C’est une élection qui a tenu en haleine le Mysore. Le prince Yaduveer Krishnadatta Chamaraja Wadiyar, héritier d’une monarchie emportée par la décolonisation, véritable État dans l'État, a été élu député nationaliste de cette province de la République d’Inde.
En mars 2024, il a créé la surprise en annonçant sa participation aux élections générales, sous les couleurs du BJP, le parti nationaliste du Premier ministre Narendra Modi. Il a fallu peu de temps pour que la toile s’enflamme d’autant que le candidat, Yaduveer Krishnadatta Chamaraja Wadiyar, n’est autre que l’héritier d’une longue lignée de maharajas ayant régné sur l’état princier de Mysore. Né le 24 mars 1992. Ce passionné de musique, d’histoire et de course de chevaux a fait ses études à Bangalore, d'abord à la Vidya Niketan School, puis à la Canadian International School. Par la suite, Yaduveer Krishnadatta Chamaraja a obtenu un diplôme de premier cycle en littérature anglaise et en économie à l'Université du Massachusetts.
Une dynastie indissociable de l'histoire de l'Inde
Yaduveer Krishnadatta Chamaraja est issu de la dynastie Wadiyar qui, selon la légende, descend directement de la déesse Krishna. C’est au cours du XIVe siècle que cette maison royale a émergé en Asie et s’est établie comme une puissance en 1555 après la chute de l’Empire hindou Vijayanagara dont le Mysore était le vassal. Après un interrègne entre 1760 et 1799, la dynastie a été finalement restaurée sur son trône. Affaiblie, elle ne résiste pas à l’assaut des Britanniques qui ne tardent pas à fondre sur la royauté en 1831. En s’appuyant sur ses monarques, les Anglais s’assurent un allié fidèle à leur couronne qui s’impose doucement en Inde. Parmi les nombreux souverains les plus notables de cette famille prestigieuse, Chamarajendra Wadiyar X (prince de 1868 à 1894) va révolutionner le mode de gouvernement de son royaume en instituant le premier parlement élu démocratiquement du pays, en réformant et industrialisant considérablement le Mysore. Krishnaraja Wadiyar IV (prince de 1894 à 1940) va poursuivre les réformes de son père, loué par les philosophes et les politiciens (y compris du Mahatma Gandhi) pour son habileté politique. Un maharaja dont la fortune sera estimée à plus de 400 millions de dollars à la veille de la Seconde Guerre mondiale. Un conflit qui va ouvrir la voie à la montée des nationalisme et des désirs d’indépendance des Indiens. La monarchie de Mysore sera emportée avec la fin de la colonisation britannique (1947). Son dernier souverain, Jayachamarajendra Wadiyar (1919-1974) signe le document qui autorise son état à rejoindre l’Union trois ans plus tard.

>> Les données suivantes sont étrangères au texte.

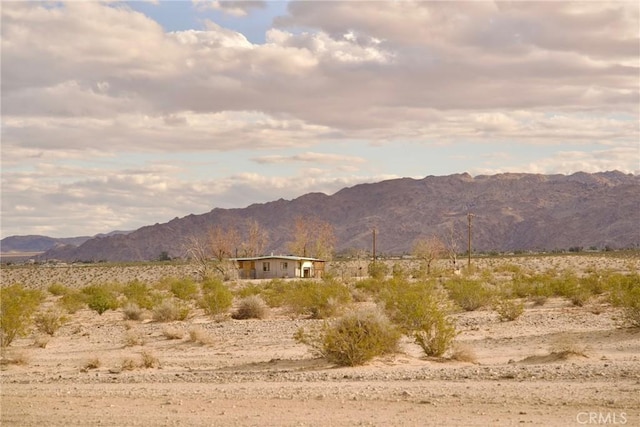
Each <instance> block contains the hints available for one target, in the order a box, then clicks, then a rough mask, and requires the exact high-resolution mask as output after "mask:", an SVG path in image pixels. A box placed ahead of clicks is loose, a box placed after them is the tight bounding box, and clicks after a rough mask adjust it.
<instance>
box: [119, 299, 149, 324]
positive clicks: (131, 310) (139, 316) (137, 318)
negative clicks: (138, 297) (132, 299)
mask: <svg viewBox="0 0 640 427" xmlns="http://www.w3.org/2000/svg"><path fill="white" fill-rule="evenodd" d="M143 314H144V310H143V309H141V308H140V307H139V306H138V304H136V303H135V302H127V303H126V304H125V305H124V306H123V307H122V315H123V316H124V318H125V320H141V319H142V316H143Z"/></svg>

Le retour des Maharajas dans l'État de Mysore
Yaduveer Krishnadatta Chamaraja Wadiyar est un prince adopté, issu d’une branche cadette. C’est sa grand-tante, Pramoda Devi Wadiyar, qui a pris cette décision après le décès de son époux, le prince Srikantadatta Wadiyar. La succession a été rapidement validée par le conseil royal et le prince a pu être couronné comme « Maharaja de Mysore » lors d'une cérémonie privée en 2015. « Mon rôle sera de garantir que cet héritage, notre héritage, reste vivant » avait alors déclaré le nouveau monarque en titre à la chaîne NDTV. Bien que la monarchie soit abolie, la dynastie reste indissociable du quotidien des habitants de Mysore qui ont été des milliers à suivre le couronnement. Père d’un garçon (né en 2017), le prince Yaduveer Krishnadatta Chamaraja est une personnalité locale dont le visage est révéré, un État dans l'État. Rien d’étonnant en soi qu’il ait pris la décision de se lancer en politique, suivant d’ailleurs les pas de son grand-oncle, le prince Srikanthadattā Narasimharājā Wadiyar (1953-2013) qui a été élu de nombreuses fois représentant de son état.
En remportant cette élection et en se faisant élire député à l’assemblée provinciale de juin dernier, le prince Yaduveer Krishnadatta Chamaraja Wadiyar a redoré le blason terni de sa dynastie et s’inscrit à nouveau dans une histoire séculaire qui continue de fasciner des générations entières. Un retour en force des maisons royales au sein des parlements locaux puisque plusieurs descendants d’anciennes familles royales ont été élus dans l’État de Madya Pradesh et celui du Rajasthan.